Delegation And Coaching
You will have seen many talented tech professionals struggle in their transition from star performer to leader. The best ones are the people who know how to delegate, coach and give their team members the freedom to make mistakes. We believe one of the best leadership skills is the ability to bring out the best in everyone around you.
Tech professionals need to have business acumen if they wish to move into leadership positions. They must see their work from the perspective of their clients and their internal stakeholders and sharpen their communication skills so that they’re capable of translating technology into the language of business.
Empathy – for both customers and team members – is a key skill for a technology professional who wants to become a leader. Empathy for customers ensures that the technology solutions you create are spot-on and that the advice that you give to customers is well received and accurate. And understanding the aspirations, difficulties and preferences of your team members and customers goes a long way toward collectively achieving the best outcomes.
For technology professionals who want to succeed in leadership positions, the capacity to build and lead a high-performing team is a crucial competency. It not only requires a ‘roll up your sleeves’ attitude, but also excellent leadership abilities and empathy. You must have the ability to foster an environment that values technical excellence, diversity, equity and inclusion in the workplace – a culture of trust, respect and open communication, focused on learning, innovation, and delivering results as a team.
An Obsession With Impact
A tech leader needs the ability to constantly ask the question, “So what?” And they need to ask it until they get to a point where the question doesn’t make sense. Doing so will help a tech leader to be impact-obsessed and to focus on doing the right things, rather than doing things right. It is easy to get lost in fancy technology, but often, the solution to a complex problem lies in leveraging simple technology that’s focused on the user experience.
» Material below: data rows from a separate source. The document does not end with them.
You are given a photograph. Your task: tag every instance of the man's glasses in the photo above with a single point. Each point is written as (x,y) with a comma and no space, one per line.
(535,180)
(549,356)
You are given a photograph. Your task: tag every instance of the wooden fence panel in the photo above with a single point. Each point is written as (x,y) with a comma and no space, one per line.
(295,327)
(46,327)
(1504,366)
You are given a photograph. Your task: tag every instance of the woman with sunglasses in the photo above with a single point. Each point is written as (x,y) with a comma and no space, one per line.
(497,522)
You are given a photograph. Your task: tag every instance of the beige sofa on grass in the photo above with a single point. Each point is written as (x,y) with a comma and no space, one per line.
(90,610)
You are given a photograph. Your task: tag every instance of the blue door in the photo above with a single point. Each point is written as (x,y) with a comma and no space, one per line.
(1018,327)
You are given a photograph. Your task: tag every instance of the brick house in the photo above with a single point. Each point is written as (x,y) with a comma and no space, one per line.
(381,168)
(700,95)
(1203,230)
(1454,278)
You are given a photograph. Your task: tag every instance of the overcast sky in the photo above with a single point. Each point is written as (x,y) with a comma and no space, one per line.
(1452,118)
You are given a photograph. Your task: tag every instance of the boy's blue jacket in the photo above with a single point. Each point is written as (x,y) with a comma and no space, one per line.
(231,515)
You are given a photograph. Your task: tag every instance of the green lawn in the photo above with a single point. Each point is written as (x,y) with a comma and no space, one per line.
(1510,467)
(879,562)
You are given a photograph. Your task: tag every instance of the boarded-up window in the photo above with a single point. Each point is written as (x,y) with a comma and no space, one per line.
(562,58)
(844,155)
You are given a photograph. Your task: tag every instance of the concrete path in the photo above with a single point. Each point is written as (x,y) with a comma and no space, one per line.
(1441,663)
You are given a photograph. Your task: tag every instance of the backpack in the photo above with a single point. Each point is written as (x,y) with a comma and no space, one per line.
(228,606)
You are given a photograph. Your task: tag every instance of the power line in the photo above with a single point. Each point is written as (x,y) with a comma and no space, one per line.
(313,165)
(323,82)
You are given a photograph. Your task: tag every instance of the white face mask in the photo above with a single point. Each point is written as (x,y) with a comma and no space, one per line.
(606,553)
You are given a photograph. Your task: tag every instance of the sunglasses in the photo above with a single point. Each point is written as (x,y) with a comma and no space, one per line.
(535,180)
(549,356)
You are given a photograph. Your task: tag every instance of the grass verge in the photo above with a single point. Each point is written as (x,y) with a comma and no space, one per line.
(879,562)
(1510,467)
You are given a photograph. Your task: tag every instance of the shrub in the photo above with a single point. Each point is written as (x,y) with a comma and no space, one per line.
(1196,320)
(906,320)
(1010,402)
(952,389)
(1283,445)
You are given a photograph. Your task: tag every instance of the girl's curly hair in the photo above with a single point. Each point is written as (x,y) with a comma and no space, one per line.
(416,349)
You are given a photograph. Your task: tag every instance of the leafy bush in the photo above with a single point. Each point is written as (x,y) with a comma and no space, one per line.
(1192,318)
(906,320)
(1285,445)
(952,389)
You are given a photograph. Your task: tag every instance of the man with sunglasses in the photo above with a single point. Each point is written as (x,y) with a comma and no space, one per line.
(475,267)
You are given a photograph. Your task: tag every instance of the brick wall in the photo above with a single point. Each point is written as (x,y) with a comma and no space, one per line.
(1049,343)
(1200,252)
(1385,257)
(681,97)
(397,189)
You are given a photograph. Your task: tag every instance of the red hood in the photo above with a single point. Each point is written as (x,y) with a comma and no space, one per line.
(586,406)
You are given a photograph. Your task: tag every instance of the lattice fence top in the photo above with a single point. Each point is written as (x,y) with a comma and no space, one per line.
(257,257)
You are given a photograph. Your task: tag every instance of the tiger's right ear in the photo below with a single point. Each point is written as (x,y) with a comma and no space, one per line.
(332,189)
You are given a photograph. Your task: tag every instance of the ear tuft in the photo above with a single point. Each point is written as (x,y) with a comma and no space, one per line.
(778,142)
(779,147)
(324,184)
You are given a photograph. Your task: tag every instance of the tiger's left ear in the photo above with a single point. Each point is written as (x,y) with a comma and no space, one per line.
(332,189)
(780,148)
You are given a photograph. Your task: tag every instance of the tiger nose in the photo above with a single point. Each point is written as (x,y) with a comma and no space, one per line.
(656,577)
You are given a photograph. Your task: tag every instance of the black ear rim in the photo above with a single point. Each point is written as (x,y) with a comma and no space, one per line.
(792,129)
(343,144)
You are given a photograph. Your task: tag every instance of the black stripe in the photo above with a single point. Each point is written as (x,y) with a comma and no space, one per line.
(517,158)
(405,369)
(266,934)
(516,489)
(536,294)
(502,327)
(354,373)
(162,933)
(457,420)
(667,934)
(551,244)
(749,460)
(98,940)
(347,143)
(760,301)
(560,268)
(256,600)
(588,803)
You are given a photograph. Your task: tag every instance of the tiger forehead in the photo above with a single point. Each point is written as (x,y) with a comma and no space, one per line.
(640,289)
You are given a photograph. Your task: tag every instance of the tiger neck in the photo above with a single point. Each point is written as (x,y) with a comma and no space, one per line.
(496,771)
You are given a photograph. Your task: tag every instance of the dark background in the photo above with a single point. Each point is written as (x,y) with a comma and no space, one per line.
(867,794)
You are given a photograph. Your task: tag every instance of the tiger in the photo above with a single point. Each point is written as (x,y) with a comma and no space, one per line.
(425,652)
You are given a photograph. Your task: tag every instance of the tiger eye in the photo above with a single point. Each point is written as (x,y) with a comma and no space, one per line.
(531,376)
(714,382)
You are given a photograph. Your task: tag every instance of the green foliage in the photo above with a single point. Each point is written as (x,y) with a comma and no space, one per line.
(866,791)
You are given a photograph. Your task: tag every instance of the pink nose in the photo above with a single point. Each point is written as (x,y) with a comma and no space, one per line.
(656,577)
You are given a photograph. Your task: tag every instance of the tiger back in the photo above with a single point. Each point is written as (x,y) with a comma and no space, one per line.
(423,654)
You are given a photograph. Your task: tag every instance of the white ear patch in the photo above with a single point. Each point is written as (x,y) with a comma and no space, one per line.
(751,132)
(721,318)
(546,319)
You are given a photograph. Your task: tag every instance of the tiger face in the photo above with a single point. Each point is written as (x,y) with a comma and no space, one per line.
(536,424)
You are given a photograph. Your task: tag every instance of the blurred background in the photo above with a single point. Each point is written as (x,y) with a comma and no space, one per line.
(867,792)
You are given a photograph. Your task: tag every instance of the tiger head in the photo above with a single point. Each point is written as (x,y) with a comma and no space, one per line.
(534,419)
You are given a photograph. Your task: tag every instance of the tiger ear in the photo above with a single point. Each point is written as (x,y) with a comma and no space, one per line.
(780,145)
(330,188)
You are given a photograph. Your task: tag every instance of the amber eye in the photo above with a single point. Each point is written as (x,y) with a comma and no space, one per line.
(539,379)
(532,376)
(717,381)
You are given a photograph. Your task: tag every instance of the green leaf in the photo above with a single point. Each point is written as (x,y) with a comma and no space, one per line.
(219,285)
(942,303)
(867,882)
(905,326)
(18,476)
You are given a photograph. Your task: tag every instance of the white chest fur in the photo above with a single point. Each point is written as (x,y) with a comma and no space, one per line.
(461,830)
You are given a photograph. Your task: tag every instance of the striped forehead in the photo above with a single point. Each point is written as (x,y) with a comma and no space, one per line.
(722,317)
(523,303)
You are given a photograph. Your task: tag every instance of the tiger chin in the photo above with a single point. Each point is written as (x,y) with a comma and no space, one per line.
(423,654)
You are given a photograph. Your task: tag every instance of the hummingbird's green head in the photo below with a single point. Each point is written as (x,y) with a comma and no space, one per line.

Trust In Your Team Members
Tech leaders must have the ability to let go and trust what their teams are doing. When working in a technical position, we can be confident in our skills and sharpen them to the point where we are experts. Yet, in a leadership position, you have others who might do tasks differently. Trusting employees and not micromanaging can be hard and is a skill that takes practice to get right.
Commitment To Accessibility And Inclusion
Accessibility and inclusion go a long way toward setting leaders apart from their peers. Beyond meeting legal requirements, they motivate teams who associate positive values with such an agenda. At the same time, as a leader, you minimise legal and reputational risk, protect the organisation’s reputation, inspire innovation, improve the user experience and fulfil social responsibilities.